The American Hospital Association and the American Medical Association, in conjunction with a number of physician specialty organizations, have each released statements regarding proposals to help control health care costs by changing, even reducing payments to providers. As might be expected, both organizations were opposed to any reductions or limits on compensation to their constituencies.
Looking first at the AMA and associated organizations’ statement (AMA Statement), it begins by again requesting repeal of the Sustainable Growth Rate system. The SGR was implemented as a method to encourage physicians in the aggregate to only deliver truly necessary services. If total charges to the Medicare program grew too fast, the SGR would reduce annual updates to ensure that actual spending stayed below certain limits. Over the last few years, however, Congress has stopped the Medicare program from implementing payment reductions called for by SGR, to the point that now physicians should be getting a 20% decrease in payments. If the SGR is abandoned, Congress will have acceded to what appears to be excessive billing by physicians at the same time it is saying that one of the primary methods to limit health care spending is elimination of unnecessary and abusive physician services.
The AMA statement goes on to make several major points. One is that physicians should make the decisions about how their compensation is structured, including decisions about what any new bundled payment or value-based reimbursement system would look like. Another is that physicians should rarely, if ever, face any reimbursement reduction consequences for how they practice medicine. On the other hand, the AMA is all in favor of physicians being eligible for a variety of bonus payments and for funding to pay the costs of transition to new payment mechanisms, including information system costs.
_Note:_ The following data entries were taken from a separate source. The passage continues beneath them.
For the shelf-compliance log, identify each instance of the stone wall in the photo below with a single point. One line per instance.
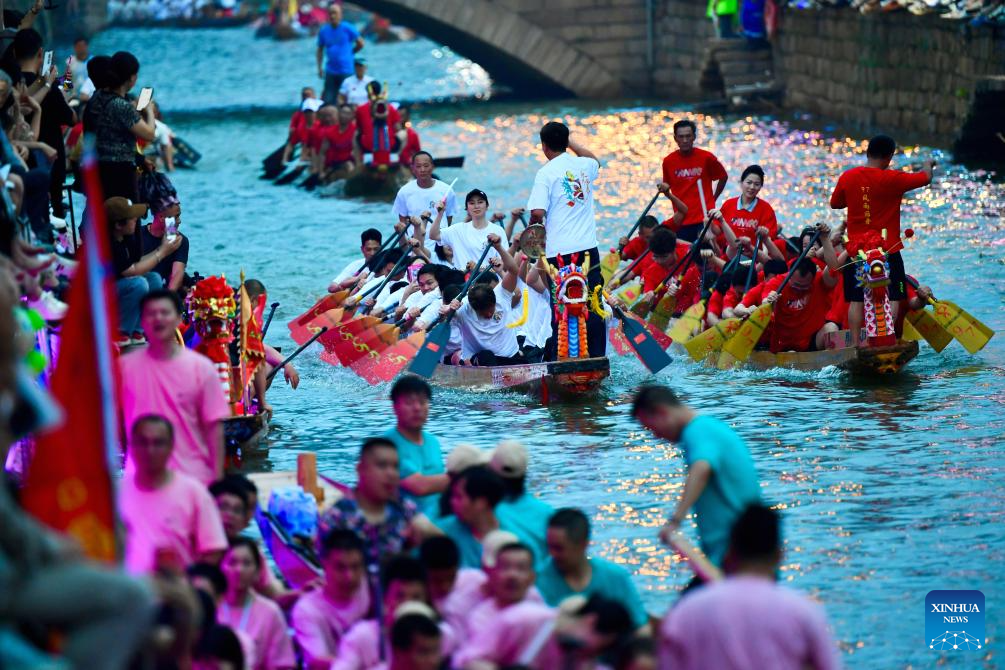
(885, 72)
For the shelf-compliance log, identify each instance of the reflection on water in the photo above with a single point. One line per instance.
(889, 489)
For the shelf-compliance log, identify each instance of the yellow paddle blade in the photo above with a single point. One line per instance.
(968, 330)
(609, 265)
(925, 325)
(743, 343)
(629, 293)
(712, 340)
(688, 321)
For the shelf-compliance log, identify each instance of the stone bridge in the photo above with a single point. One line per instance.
(539, 47)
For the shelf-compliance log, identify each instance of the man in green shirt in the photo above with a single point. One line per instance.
(722, 479)
(570, 572)
(420, 456)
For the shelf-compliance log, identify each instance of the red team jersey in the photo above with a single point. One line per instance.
(682, 174)
(873, 197)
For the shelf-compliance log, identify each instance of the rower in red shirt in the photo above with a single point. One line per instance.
(872, 194)
(686, 170)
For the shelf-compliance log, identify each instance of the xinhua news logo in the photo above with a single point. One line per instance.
(954, 620)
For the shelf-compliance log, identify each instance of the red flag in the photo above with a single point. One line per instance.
(69, 486)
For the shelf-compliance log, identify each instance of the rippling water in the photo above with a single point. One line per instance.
(889, 490)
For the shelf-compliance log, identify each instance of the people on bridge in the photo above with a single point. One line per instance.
(338, 40)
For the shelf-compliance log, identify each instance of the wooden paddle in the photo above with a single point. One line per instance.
(646, 348)
(292, 356)
(428, 357)
(961, 324)
(609, 263)
(740, 346)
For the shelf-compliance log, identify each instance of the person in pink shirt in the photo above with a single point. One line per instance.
(178, 384)
(321, 618)
(416, 643)
(453, 591)
(186, 526)
(257, 621)
(535, 636)
(367, 646)
(511, 579)
(748, 621)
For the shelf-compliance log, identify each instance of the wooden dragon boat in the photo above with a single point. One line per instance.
(866, 361)
(575, 377)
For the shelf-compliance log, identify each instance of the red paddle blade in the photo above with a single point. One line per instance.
(618, 341)
(391, 362)
(360, 338)
(299, 326)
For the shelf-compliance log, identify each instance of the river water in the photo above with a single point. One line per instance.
(888, 490)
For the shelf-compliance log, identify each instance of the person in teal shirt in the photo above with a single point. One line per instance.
(520, 511)
(722, 480)
(473, 497)
(423, 476)
(570, 572)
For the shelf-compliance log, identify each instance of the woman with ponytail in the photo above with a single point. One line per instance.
(117, 125)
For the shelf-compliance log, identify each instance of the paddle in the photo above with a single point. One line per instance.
(428, 357)
(450, 162)
(291, 175)
(268, 319)
(646, 348)
(609, 263)
(741, 345)
(967, 328)
(292, 356)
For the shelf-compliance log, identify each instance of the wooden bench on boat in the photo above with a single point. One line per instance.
(575, 377)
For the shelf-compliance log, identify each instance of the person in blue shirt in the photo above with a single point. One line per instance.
(519, 508)
(421, 459)
(473, 497)
(722, 479)
(570, 572)
(338, 40)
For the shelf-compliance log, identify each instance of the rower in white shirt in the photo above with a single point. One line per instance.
(562, 199)
(422, 194)
(354, 88)
(466, 238)
(484, 316)
(370, 244)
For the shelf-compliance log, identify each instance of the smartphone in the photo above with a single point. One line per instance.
(171, 228)
(146, 95)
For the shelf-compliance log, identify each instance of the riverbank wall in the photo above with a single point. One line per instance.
(920, 77)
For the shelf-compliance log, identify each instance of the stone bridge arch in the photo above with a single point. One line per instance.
(516, 51)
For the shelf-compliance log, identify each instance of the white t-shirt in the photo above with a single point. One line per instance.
(538, 327)
(467, 241)
(564, 189)
(477, 335)
(350, 270)
(355, 89)
(413, 201)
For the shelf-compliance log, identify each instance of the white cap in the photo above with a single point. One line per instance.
(492, 542)
(464, 456)
(509, 459)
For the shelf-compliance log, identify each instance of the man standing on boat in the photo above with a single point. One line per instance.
(722, 479)
(422, 195)
(562, 199)
(872, 195)
(688, 174)
(338, 40)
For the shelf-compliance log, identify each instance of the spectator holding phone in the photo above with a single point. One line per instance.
(157, 191)
(117, 126)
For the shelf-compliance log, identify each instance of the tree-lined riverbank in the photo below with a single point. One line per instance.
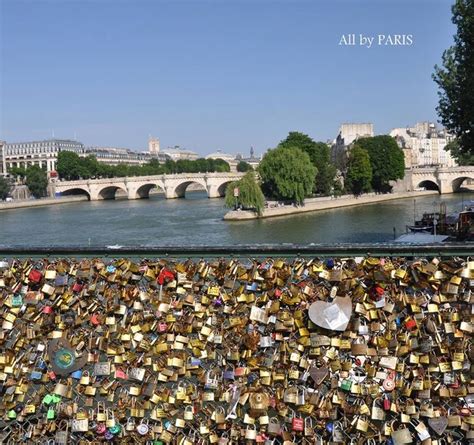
(324, 203)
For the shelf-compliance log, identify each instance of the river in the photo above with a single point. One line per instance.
(197, 220)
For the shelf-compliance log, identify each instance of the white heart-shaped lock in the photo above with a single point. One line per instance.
(143, 429)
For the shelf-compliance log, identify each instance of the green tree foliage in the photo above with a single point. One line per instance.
(455, 79)
(287, 174)
(462, 158)
(36, 181)
(17, 171)
(71, 166)
(243, 167)
(319, 154)
(4, 188)
(387, 161)
(359, 171)
(250, 194)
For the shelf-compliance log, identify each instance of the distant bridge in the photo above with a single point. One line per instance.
(138, 187)
(443, 179)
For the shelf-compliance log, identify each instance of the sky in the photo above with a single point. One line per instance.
(211, 74)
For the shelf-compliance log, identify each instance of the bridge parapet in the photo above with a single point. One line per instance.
(136, 187)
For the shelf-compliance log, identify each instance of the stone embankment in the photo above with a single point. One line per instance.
(324, 203)
(27, 203)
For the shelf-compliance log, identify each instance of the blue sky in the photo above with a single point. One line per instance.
(210, 75)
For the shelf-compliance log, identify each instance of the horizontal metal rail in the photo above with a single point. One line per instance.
(256, 250)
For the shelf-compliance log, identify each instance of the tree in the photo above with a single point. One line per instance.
(359, 171)
(17, 171)
(320, 157)
(250, 194)
(455, 79)
(243, 167)
(287, 174)
(462, 158)
(4, 188)
(37, 181)
(386, 159)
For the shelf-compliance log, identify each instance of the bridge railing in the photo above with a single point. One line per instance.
(150, 178)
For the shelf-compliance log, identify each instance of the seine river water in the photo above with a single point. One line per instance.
(197, 220)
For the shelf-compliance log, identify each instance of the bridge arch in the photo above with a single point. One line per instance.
(180, 190)
(143, 191)
(73, 191)
(457, 183)
(109, 192)
(429, 184)
(223, 187)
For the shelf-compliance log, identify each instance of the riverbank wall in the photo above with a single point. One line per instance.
(323, 203)
(27, 203)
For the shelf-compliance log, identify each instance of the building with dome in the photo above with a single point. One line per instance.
(229, 158)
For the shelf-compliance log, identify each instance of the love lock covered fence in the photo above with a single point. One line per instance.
(227, 351)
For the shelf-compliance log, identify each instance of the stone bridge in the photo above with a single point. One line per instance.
(137, 187)
(443, 179)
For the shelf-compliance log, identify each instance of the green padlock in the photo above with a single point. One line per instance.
(346, 385)
(48, 399)
(116, 429)
(17, 300)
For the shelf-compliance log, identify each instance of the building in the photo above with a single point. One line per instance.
(348, 134)
(153, 146)
(41, 153)
(229, 158)
(3, 165)
(177, 153)
(116, 156)
(423, 145)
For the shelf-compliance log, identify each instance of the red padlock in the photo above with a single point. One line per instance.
(165, 275)
(77, 287)
(35, 276)
(297, 424)
(389, 383)
(162, 327)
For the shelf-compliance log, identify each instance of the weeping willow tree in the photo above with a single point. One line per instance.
(249, 194)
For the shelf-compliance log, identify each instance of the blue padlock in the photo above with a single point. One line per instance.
(76, 374)
(252, 287)
(229, 374)
(195, 361)
(36, 375)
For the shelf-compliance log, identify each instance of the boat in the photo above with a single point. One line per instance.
(456, 226)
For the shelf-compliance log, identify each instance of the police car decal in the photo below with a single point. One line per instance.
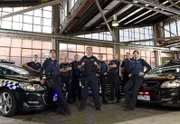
(12, 85)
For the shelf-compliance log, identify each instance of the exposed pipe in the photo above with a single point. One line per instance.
(31, 8)
(105, 20)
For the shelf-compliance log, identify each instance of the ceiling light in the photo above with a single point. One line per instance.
(115, 22)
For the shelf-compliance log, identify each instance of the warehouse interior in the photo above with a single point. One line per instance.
(33, 27)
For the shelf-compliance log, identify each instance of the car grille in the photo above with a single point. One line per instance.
(150, 84)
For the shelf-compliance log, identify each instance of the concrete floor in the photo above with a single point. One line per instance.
(110, 114)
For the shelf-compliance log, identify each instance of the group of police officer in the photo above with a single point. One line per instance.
(78, 76)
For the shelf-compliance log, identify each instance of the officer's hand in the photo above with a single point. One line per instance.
(42, 81)
(97, 75)
(121, 77)
(141, 74)
(83, 64)
(130, 75)
(95, 63)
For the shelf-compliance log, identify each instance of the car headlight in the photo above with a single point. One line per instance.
(171, 84)
(31, 87)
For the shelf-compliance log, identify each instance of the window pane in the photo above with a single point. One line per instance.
(38, 12)
(102, 49)
(47, 22)
(27, 27)
(71, 47)
(37, 52)
(15, 51)
(95, 49)
(80, 48)
(36, 28)
(17, 26)
(37, 44)
(27, 44)
(47, 14)
(6, 24)
(16, 43)
(63, 46)
(26, 52)
(37, 20)
(5, 41)
(47, 29)
(27, 19)
(47, 45)
(71, 56)
(26, 60)
(4, 51)
(45, 53)
(17, 60)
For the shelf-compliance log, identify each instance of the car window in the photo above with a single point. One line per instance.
(166, 71)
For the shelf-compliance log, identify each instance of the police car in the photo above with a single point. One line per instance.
(162, 85)
(19, 90)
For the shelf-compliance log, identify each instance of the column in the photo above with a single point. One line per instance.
(116, 47)
(55, 27)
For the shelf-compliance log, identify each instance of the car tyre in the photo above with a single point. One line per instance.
(7, 103)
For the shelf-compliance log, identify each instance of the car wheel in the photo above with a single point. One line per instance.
(7, 103)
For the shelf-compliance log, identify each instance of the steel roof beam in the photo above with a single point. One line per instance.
(32, 8)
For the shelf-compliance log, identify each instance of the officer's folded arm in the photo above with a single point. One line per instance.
(112, 66)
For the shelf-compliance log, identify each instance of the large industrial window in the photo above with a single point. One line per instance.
(21, 50)
(135, 34)
(69, 50)
(149, 56)
(98, 36)
(171, 28)
(34, 21)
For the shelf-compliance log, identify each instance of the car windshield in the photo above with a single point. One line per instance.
(165, 70)
(17, 69)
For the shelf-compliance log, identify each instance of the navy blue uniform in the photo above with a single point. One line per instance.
(89, 79)
(34, 65)
(103, 81)
(126, 65)
(52, 72)
(66, 78)
(113, 77)
(135, 82)
(76, 89)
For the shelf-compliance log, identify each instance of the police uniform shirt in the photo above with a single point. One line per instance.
(51, 68)
(75, 69)
(63, 66)
(89, 68)
(127, 65)
(116, 69)
(34, 65)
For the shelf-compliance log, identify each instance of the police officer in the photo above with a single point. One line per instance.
(113, 77)
(125, 68)
(51, 67)
(103, 73)
(89, 63)
(134, 84)
(34, 65)
(66, 76)
(76, 89)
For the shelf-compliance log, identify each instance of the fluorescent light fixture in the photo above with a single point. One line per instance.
(115, 22)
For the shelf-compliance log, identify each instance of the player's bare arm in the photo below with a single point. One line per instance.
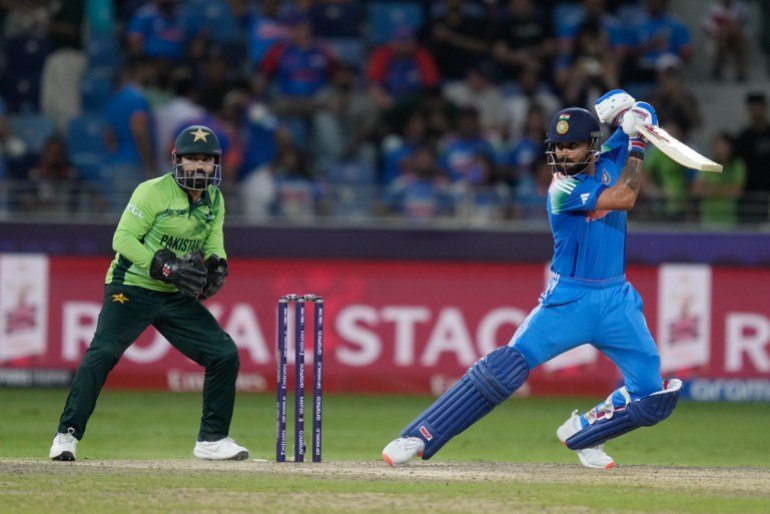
(622, 196)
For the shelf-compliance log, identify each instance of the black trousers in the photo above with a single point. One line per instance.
(126, 312)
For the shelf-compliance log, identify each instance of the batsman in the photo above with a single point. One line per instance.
(169, 256)
(587, 300)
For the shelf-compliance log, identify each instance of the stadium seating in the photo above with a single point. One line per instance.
(85, 144)
(34, 129)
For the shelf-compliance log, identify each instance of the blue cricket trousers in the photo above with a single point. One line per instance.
(606, 314)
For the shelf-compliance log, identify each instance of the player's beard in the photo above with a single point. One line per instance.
(569, 167)
(196, 180)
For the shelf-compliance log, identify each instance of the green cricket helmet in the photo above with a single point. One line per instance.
(197, 140)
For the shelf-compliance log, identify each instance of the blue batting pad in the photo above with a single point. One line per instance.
(640, 413)
(485, 385)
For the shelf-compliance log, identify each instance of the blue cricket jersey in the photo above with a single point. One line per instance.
(589, 244)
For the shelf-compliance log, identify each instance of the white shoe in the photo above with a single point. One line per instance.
(63, 447)
(570, 427)
(224, 449)
(400, 451)
(593, 457)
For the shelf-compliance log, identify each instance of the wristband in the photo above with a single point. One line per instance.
(637, 147)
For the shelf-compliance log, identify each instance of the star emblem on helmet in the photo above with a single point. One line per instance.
(120, 298)
(200, 135)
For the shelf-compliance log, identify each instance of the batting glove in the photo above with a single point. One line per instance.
(217, 271)
(187, 274)
(641, 113)
(611, 106)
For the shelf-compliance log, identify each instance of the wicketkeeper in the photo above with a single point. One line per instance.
(170, 256)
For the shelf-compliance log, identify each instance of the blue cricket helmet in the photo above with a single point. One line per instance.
(573, 124)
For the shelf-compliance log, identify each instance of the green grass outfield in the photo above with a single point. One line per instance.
(137, 456)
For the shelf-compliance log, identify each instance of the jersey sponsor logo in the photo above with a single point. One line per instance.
(174, 212)
(135, 211)
(596, 215)
(180, 244)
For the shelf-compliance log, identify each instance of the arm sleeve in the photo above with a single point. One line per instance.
(132, 227)
(615, 149)
(572, 195)
(215, 243)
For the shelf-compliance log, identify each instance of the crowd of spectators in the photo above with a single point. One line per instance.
(353, 109)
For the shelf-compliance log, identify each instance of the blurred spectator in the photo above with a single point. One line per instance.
(397, 148)
(421, 191)
(60, 92)
(529, 199)
(176, 114)
(300, 68)
(160, 30)
(7, 142)
(519, 163)
(259, 188)
(25, 18)
(673, 100)
(725, 24)
(593, 69)
(260, 127)
(214, 77)
(223, 23)
(529, 91)
(296, 191)
(231, 122)
(339, 23)
(23, 52)
(483, 201)
(667, 183)
(344, 122)
(267, 27)
(401, 70)
(764, 36)
(440, 116)
(524, 38)
(619, 39)
(753, 146)
(458, 157)
(53, 184)
(457, 39)
(719, 192)
(129, 134)
(661, 34)
(479, 92)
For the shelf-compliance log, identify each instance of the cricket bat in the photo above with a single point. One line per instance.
(677, 150)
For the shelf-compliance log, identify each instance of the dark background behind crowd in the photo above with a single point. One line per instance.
(374, 110)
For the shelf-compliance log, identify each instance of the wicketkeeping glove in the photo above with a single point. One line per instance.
(217, 271)
(611, 106)
(187, 274)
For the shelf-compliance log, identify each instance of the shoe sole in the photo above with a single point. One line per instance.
(238, 456)
(64, 456)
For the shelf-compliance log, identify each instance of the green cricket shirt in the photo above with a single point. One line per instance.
(159, 215)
The AHA statement (AHA Statement) was aimed specifically at some of the options the Senate Finance Committee was examining to finance health reform. The Committee considered suggestions regarding reducing annual payment updates to hospitals, nursing facilities and inpatient rehabilitation facilities. The AHA noted that hospitals already lose money serving Medicare patients. The Association requested not only that the full updates be provided, but suggested that the current methods used by Medicare to determine how much of an annual increase was needed to cover the increase in hosptials’ cost of providing service were inadequate. The AHA noted in particular that assumptions about productivity gains were inappropriate, which may be an implicit acknowledgment about the questionable quality of hospital management. The AHA also opposed attempts to limit payments in geographic areas that appear to have excessive spending.
There are legitimate concerns about the impact of Medicare and Medicaid payment policies on the financial health of physicians and health care facilities. Credible studies would suggest that these payments may not cover the actual cost of delivering services, although this is a little difficult to calculate in the case of physicians because the largest component of their “costs” is often their own income expectations. On the other hand, it is also fairly well established by credible research that there is a great deal of geographic and other variation in the care delivered in this country; variation that appears unassociated with quality or, even worse, the research suggests that a greater volume of services is associated with poorer quality. It is a fair conclusion to think that physicians and hospitals are getting paid for a lot of unnecessary and poor quality care.
For anyone who believes that health care reform will be easily passed, particularly if it has meaningful cost controls, these statements, although not unexpected, should be a reminder of just how difficult the task is. The only way to have any significant impact on total health spending is by limiting what is paid to providers, either by paying less per service or by paying for fewer services. If measures are not included in reform legislation to accomplish either or both of those ends, not only will costs not be limited, they are likely to increase beyond current projections because of the coverage expansion. So limiting provider payments is the critical battleground.